Problem

The same algorithm in two languages can have wildly different real-world cost. K-means is a small, well-defined kernel that exercises memory layout, vectorization, and parallelism — a clean target for a head-to-head.

Approach

  • Python side: hand-rolled NumPy implementation (to control the assignment + update loops directly) plus scikit-learn as the industrial baseline.
  • Rust side: from-scratch implementation over a Vec<DataPoint> array-of-structs layout, with Rayon for optional data-parallel assignment/update (a flat-matrix, BLAS-backed ndarray rewrite is the obvious next step for large n).
  • Iso-algorithm design: every engine uses the same k-means++ initialization, and scikit-learn runs at n_init=1 — so any difference is the engine, not the seeding.
  • All run on the same synthetic Gaussian-blob datasets across 9 sizes (1k–256k), 3 feature counts, and 2 cluster budgets, with 3 repeats per cell.
  • Metric: end-to-end CLI wall time (load CSV → fit k = 1..K → write CSV), sampled peak RSS, and ARI/NMI against ground-truth labels.

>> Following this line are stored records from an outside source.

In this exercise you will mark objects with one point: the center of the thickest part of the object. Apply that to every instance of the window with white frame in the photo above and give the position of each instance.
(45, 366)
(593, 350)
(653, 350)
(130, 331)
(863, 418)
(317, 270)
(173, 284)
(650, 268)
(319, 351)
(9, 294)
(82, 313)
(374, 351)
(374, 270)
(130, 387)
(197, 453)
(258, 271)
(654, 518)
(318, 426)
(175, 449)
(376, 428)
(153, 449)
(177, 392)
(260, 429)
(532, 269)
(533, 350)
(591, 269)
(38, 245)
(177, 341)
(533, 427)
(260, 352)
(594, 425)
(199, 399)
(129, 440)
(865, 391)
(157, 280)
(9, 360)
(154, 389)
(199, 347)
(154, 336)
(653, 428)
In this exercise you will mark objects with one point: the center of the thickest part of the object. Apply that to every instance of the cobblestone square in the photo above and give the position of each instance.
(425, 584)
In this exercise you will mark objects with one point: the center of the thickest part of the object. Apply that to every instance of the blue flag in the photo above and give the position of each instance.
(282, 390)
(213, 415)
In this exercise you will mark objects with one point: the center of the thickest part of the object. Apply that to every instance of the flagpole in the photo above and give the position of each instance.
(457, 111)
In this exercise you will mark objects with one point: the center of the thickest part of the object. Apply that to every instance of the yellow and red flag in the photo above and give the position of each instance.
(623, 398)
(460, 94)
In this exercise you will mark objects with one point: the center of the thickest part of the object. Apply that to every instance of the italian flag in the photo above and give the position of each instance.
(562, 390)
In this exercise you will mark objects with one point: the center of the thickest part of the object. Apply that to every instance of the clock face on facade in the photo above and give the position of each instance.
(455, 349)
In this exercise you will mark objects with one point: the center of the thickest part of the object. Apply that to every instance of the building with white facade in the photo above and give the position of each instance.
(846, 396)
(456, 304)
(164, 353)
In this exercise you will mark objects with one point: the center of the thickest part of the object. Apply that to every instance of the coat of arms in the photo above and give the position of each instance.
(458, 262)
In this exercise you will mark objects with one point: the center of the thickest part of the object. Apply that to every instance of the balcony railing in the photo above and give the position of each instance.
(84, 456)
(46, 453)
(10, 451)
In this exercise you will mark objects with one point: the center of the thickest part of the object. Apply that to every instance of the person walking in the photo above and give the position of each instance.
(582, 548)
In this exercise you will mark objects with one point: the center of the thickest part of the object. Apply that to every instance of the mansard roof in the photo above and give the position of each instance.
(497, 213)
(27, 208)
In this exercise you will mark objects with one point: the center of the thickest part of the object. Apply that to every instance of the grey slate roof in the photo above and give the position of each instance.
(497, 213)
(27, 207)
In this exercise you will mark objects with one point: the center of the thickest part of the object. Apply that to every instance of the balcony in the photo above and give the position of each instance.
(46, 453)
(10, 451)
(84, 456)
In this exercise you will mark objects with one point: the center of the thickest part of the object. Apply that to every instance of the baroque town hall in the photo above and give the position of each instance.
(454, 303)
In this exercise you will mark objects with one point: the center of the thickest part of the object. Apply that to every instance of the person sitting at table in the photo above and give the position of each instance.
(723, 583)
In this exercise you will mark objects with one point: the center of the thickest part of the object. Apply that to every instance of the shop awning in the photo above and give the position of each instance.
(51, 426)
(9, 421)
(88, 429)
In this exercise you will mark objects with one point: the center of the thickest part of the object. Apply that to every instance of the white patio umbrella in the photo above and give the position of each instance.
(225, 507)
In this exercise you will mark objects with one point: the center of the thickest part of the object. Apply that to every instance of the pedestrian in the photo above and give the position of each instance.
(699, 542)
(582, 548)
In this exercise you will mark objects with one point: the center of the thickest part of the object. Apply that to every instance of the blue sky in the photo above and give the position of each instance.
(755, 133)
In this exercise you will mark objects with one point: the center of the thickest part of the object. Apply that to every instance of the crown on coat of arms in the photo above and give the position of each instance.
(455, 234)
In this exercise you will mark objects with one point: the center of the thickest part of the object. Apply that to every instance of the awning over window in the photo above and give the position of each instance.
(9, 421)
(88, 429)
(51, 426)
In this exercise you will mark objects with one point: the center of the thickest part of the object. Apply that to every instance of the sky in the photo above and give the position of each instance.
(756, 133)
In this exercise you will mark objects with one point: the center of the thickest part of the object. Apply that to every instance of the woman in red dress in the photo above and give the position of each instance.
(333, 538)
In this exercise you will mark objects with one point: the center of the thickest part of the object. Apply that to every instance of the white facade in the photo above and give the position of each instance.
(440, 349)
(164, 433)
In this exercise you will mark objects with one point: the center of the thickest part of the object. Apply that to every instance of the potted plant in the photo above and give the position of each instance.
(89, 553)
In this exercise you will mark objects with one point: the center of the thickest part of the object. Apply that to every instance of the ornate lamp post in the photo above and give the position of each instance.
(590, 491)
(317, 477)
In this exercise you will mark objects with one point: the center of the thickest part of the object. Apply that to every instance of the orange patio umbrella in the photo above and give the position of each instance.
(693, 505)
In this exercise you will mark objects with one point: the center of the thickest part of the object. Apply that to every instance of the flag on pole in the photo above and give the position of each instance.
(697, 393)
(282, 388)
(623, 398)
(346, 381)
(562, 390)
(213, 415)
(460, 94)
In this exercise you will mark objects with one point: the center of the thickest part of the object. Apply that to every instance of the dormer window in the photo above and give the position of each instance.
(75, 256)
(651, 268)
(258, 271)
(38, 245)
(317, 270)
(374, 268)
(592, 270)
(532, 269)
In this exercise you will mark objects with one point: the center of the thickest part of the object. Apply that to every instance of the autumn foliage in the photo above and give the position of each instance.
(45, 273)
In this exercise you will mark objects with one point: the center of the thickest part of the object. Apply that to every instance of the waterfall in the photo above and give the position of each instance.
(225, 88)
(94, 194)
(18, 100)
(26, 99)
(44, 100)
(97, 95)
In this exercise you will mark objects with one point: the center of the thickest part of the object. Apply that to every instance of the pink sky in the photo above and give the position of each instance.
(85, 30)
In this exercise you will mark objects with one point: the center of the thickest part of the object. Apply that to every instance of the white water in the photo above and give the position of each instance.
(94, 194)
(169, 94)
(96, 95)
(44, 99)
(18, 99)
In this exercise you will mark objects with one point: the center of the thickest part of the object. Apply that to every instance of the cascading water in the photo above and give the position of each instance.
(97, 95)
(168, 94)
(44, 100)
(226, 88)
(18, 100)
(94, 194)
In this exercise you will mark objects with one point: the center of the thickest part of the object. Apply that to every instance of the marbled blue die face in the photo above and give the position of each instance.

Headline results (2026 rerun)

  • Hand-rolled Rust is a median ~4.5x faster than pure-Python NumPy and ~11x leaner in peak memory — biggest at small/medium n, and the memory win never erodes with scale.
  • scikit-learn is slower than NumPy until ~128k and overtakes Rust only where both n and k are large (the big-GEMM corner) — its BLAS, not a better algorithm.
  • Rayon adds at most ~1.3x over serial Rust, and over-subscribing all cores hurts at small n.
  • With a matched k-means++ init, every engine essentially ties on accuracy (median ARI 1.0) — the earlier quality gap was an initialization gap, not an algorithm gap.